Ideas have been coming in from the public about how they want the Town Seafront to be developed.
A new online forum-like platform set up by the States is allowing people to post their ideas, and allow others to comment on them.
Six areas have been highlighted by the Seafront Development Steering Committee for development: La Vallette Kiosk, La Vallette, the Vivier Bunker, the Information Centre, The North Plantation and the Round Top Stores.
Organisations with stakes in St Peter Port have also been using the opportunity to push for more development in Town, and also have ideas of their own.
The Town Centre Partnership is one of those groups. They organise numerous different Town-centric events throughout the year, and also work with the douzaine and the States on various projects.
Pictured: Jack Honeybill, Executive Director of the Town Centre Partnership.
Jack Honeybill, the partnership's Executive Director, had a number of ideas, particularly for the North Plantation.
"I have to say, the first thing we would like to see is a decision on the pedestrianisation of this area, the North Plantation. It isn't being used to its maximum potential and could be a lot more," he said.
"It is a prime example of somewhere that could be a lot more, but if anything is going to succeed here, they have to get on with it."
Mr Honeybill has been pushing for pedestrianisation of the North Plantation for some time, with the Partnership already investing in infrastructure to facilitate the change. It would require shops and restaurants on the plantation to change their delivery hours, however would also give those businesses opportunity for things such as alfresco dining.
"The problem is here, if this is going to be resurfaced, which it should, it will need to be resurfaced and all of the remaining infrastructure will need to be purchased and installed. Then there is planning permission etcetera etcetera - it is all going to take time.
"At the end of the day, we would really like to see something happen sooner rather than later, whatever it is."
The Seafront Enhancement project is focusing on six different areas.
Another idea Mr Honeybill has suggested is the installation of bridges which link up all of the piers. He said this would allow more people to travel from pier to pier quickly, which would support any businesses on the arms, and it would also create a long walk around the harbour for people to enjoy.
Other popular ideas on the States platform include support for gardens and "green lungs" open spaces.
One user, Hanna, said of the North Plantation: "I would like to see this wonderful green space kept in essence. There are a number of people who are set on turning everything in to a cobbled plaza with granite benches. Lots of people already enjoy this area for eating lunch and watching the world go by perhaps we could enhance this simple yet very important theme of taking time out to enjoy green space in our towns, in our busy lives."
Another recommendation was to turn the current information centre into a boutique shopping arcade, while another was to covert the Vivier Bunker into a social club with a top floor sea view.
An example of one of the ideas on the States' website.
Itzhoo, another user, said the best way to approach the entire project would be to "think big".
"The entire seafront of St Peter Port exists because our Victorian forefathers had the energy, imagination & foresight to undertake a massive project to create a new harbour & road on reclaimed land.

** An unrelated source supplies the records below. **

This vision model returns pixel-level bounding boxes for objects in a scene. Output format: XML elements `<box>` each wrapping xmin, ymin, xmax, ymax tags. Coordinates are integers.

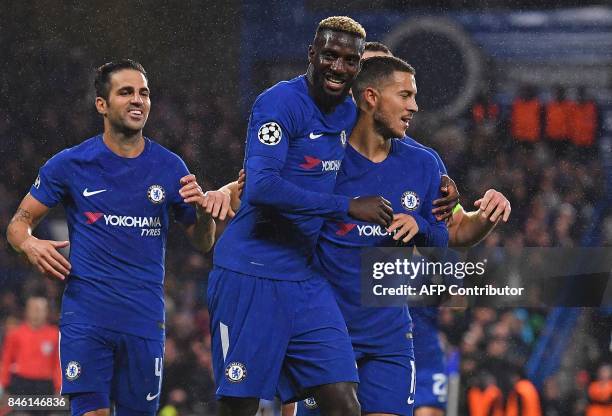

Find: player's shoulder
<box><xmin>401</xmin><ymin>136</ymin><xmax>438</xmax><ymax>155</ymax></box>
<box><xmin>255</xmin><ymin>75</ymin><xmax>308</xmax><ymax>107</ymax></box>
<box><xmin>393</xmin><ymin>139</ymin><xmax>435</xmax><ymax>160</ymax></box>
<box><xmin>145</xmin><ymin>137</ymin><xmax>185</xmax><ymax>165</ymax></box>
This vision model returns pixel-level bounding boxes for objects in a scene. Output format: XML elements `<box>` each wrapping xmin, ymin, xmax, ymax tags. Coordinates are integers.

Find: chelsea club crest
<box><xmin>147</xmin><ymin>185</ymin><xmax>166</xmax><ymax>204</ymax></box>
<box><xmin>402</xmin><ymin>191</ymin><xmax>421</xmax><ymax>211</ymax></box>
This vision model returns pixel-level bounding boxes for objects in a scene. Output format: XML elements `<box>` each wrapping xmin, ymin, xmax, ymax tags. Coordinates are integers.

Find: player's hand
<box><xmin>348</xmin><ymin>196</ymin><xmax>393</xmax><ymax>227</ymax></box>
<box><xmin>431</xmin><ymin>175</ymin><xmax>459</xmax><ymax>221</ymax></box>
<box><xmin>201</xmin><ymin>191</ymin><xmax>236</xmax><ymax>221</ymax></box>
<box><xmin>20</xmin><ymin>236</ymin><xmax>72</xmax><ymax>280</ymax></box>
<box><xmin>387</xmin><ymin>214</ymin><xmax>419</xmax><ymax>243</ymax></box>
<box><xmin>237</xmin><ymin>169</ymin><xmax>246</xmax><ymax>198</ymax></box>
<box><xmin>474</xmin><ymin>189</ymin><xmax>512</xmax><ymax>222</ymax></box>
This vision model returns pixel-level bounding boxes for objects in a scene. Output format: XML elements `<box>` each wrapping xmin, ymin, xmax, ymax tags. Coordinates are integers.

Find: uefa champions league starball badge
<box><xmin>225</xmin><ymin>361</ymin><xmax>246</xmax><ymax>383</ymax></box>
<box><xmin>257</xmin><ymin>121</ymin><xmax>283</xmax><ymax>146</ymax></box>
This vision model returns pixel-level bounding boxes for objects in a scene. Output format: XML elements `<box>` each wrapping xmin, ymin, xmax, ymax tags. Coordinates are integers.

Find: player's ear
<box><xmin>308</xmin><ymin>45</ymin><xmax>315</xmax><ymax>63</ymax></box>
<box><xmin>96</xmin><ymin>97</ymin><xmax>106</xmax><ymax>115</ymax></box>
<box><xmin>362</xmin><ymin>87</ymin><xmax>378</xmax><ymax>107</ymax></box>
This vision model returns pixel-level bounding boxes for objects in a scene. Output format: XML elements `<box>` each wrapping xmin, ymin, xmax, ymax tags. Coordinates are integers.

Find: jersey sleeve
<box><xmin>410</xmin><ymin>158</ymin><xmax>448</xmax><ymax>247</ymax></box>
<box><xmin>172</xmin><ymin>156</ymin><xmax>196</xmax><ymax>225</ymax></box>
<box><xmin>245</xmin><ymin>87</ymin><xmax>349</xmax><ymax>218</ymax></box>
<box><xmin>246</xmin><ymin>85</ymin><xmax>307</xmax><ymax>163</ymax></box>
<box><xmin>0</xmin><ymin>330</ymin><xmax>17</xmax><ymax>389</ymax></box>
<box><xmin>30</xmin><ymin>149</ymin><xmax>69</xmax><ymax>208</ymax></box>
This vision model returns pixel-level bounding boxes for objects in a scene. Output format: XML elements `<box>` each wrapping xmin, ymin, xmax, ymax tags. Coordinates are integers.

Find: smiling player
<box><xmin>7</xmin><ymin>59</ymin><xmax>229</xmax><ymax>416</ymax></box>
<box><xmin>208</xmin><ymin>17</ymin><xmax>392</xmax><ymax>416</ymax></box>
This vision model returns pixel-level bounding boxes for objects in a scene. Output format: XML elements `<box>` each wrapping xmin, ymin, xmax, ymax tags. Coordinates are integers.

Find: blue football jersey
<box><xmin>30</xmin><ymin>135</ymin><xmax>195</xmax><ymax>339</ymax></box>
<box><xmin>214</xmin><ymin>76</ymin><xmax>356</xmax><ymax>280</ymax></box>
<box><xmin>316</xmin><ymin>140</ymin><xmax>448</xmax><ymax>352</ymax></box>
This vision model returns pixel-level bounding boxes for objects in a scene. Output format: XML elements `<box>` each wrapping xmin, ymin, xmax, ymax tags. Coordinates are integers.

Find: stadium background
<box><xmin>0</xmin><ymin>0</ymin><xmax>612</xmax><ymax>415</ymax></box>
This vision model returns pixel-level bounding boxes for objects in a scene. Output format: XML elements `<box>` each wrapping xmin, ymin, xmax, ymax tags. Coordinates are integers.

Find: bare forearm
<box><xmin>6</xmin><ymin>208</ymin><xmax>34</xmax><ymax>253</ymax></box>
<box><xmin>188</xmin><ymin>212</ymin><xmax>216</xmax><ymax>253</ymax></box>
<box><xmin>449</xmin><ymin>209</ymin><xmax>497</xmax><ymax>248</ymax></box>
<box><xmin>219</xmin><ymin>181</ymin><xmax>240</xmax><ymax>212</ymax></box>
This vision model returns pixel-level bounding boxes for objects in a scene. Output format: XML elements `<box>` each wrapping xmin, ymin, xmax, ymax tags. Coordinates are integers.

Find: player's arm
<box><xmin>219</xmin><ymin>169</ymin><xmax>246</xmax><ymax>214</ymax></box>
<box><xmin>6</xmin><ymin>194</ymin><xmax>71</xmax><ymax>280</ymax></box>
<box><xmin>448</xmin><ymin>189</ymin><xmax>512</xmax><ymax>247</ymax></box>
<box><xmin>179</xmin><ymin>174</ymin><xmax>218</xmax><ymax>253</ymax></box>
<box><xmin>244</xmin><ymin>91</ymin><xmax>393</xmax><ymax>226</ymax></box>
<box><xmin>0</xmin><ymin>331</ymin><xmax>17</xmax><ymax>397</ymax></box>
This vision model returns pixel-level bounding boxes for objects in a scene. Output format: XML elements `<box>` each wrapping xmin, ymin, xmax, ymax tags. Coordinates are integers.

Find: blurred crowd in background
<box><xmin>0</xmin><ymin>11</ymin><xmax>612</xmax><ymax>416</ymax></box>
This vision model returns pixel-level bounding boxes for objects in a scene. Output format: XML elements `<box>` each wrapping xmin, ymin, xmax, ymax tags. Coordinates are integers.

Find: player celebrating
<box><xmin>7</xmin><ymin>59</ymin><xmax>229</xmax><ymax>416</ymax></box>
<box><xmin>363</xmin><ymin>42</ymin><xmax>511</xmax><ymax>416</ymax></box>
<box><xmin>208</xmin><ymin>17</ymin><xmax>392</xmax><ymax>416</ymax></box>
<box><xmin>296</xmin><ymin>57</ymin><xmax>448</xmax><ymax>415</ymax></box>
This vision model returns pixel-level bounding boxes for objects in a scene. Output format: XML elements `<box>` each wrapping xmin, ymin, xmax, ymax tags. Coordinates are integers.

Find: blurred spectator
<box><xmin>467</xmin><ymin>372</ymin><xmax>504</xmax><ymax>416</ymax></box>
<box><xmin>544</xmin><ymin>85</ymin><xmax>574</xmax><ymax>156</ymax></box>
<box><xmin>0</xmin><ymin>297</ymin><xmax>61</xmax><ymax>394</ymax></box>
<box><xmin>505</xmin><ymin>369</ymin><xmax>542</xmax><ymax>416</ymax></box>
<box><xmin>586</xmin><ymin>363</ymin><xmax>612</xmax><ymax>416</ymax></box>
<box><xmin>569</xmin><ymin>87</ymin><xmax>599</xmax><ymax>161</ymax></box>
<box><xmin>472</xmin><ymin>92</ymin><xmax>499</xmax><ymax>128</ymax></box>
<box><xmin>510</xmin><ymin>85</ymin><xmax>542</xmax><ymax>143</ymax></box>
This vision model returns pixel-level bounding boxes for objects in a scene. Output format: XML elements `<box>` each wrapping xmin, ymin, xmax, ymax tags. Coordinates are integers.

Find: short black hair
<box><xmin>364</xmin><ymin>42</ymin><xmax>393</xmax><ymax>56</ymax></box>
<box><xmin>94</xmin><ymin>59</ymin><xmax>148</xmax><ymax>101</ymax></box>
<box><xmin>353</xmin><ymin>56</ymin><xmax>416</xmax><ymax>104</ymax></box>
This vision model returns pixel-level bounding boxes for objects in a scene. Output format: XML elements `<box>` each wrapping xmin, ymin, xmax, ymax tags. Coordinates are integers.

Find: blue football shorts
<box><xmin>60</xmin><ymin>324</ymin><xmax>164</xmax><ymax>415</ymax></box>
<box><xmin>296</xmin><ymin>349</ymin><xmax>416</xmax><ymax>416</ymax></box>
<box><xmin>208</xmin><ymin>266</ymin><xmax>359</xmax><ymax>401</ymax></box>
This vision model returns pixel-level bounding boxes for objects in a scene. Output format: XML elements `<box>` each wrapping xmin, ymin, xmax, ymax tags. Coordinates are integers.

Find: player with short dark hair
<box><xmin>363</xmin><ymin>42</ymin><xmax>511</xmax><ymax>416</ymax></box>
<box><xmin>290</xmin><ymin>57</ymin><xmax>448</xmax><ymax>415</ymax></box>
<box><xmin>363</xmin><ymin>42</ymin><xmax>392</xmax><ymax>59</ymax></box>
<box><xmin>208</xmin><ymin>16</ymin><xmax>392</xmax><ymax>416</ymax></box>
<box><xmin>7</xmin><ymin>60</ymin><xmax>230</xmax><ymax>416</ymax></box>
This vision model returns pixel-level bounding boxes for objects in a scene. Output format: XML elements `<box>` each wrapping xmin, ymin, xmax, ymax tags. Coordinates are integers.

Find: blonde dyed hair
<box><xmin>317</xmin><ymin>16</ymin><xmax>366</xmax><ymax>39</ymax></box>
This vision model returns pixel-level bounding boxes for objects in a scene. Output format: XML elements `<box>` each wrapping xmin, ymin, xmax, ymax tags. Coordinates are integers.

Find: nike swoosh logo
<box><xmin>147</xmin><ymin>393</ymin><xmax>159</xmax><ymax>402</ymax></box>
<box><xmin>83</xmin><ymin>188</ymin><xmax>106</xmax><ymax>197</ymax></box>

They would expect us to adapt & build on their work to make the area serve the needs of 21st century islanders," he said.
"What I am suggesting is a raised walkway/boardwalk covering most of the area reclaimed from the sea in the 19th century. Because it would be reserved for pedestrians, mobility vehicles & possibly bicycles the structure would be relatively cheap & easy to construct. Imaginatively designed*, it would greatly enhance the appearance of the town, especially from the sea.
"Funding the project would be straightforward if the developer [either the States or a private developer] could charge for parking, bearing in mind that hundreds of extra spaces would be created. For all the noisy protests against pay parking, I have no doubt that Guernsey commuters would have no hesitation paying for reserved, covered parking spaces & that a pricing structure could be devised for short-stay parking that would be acceptable to shoppers & tourists."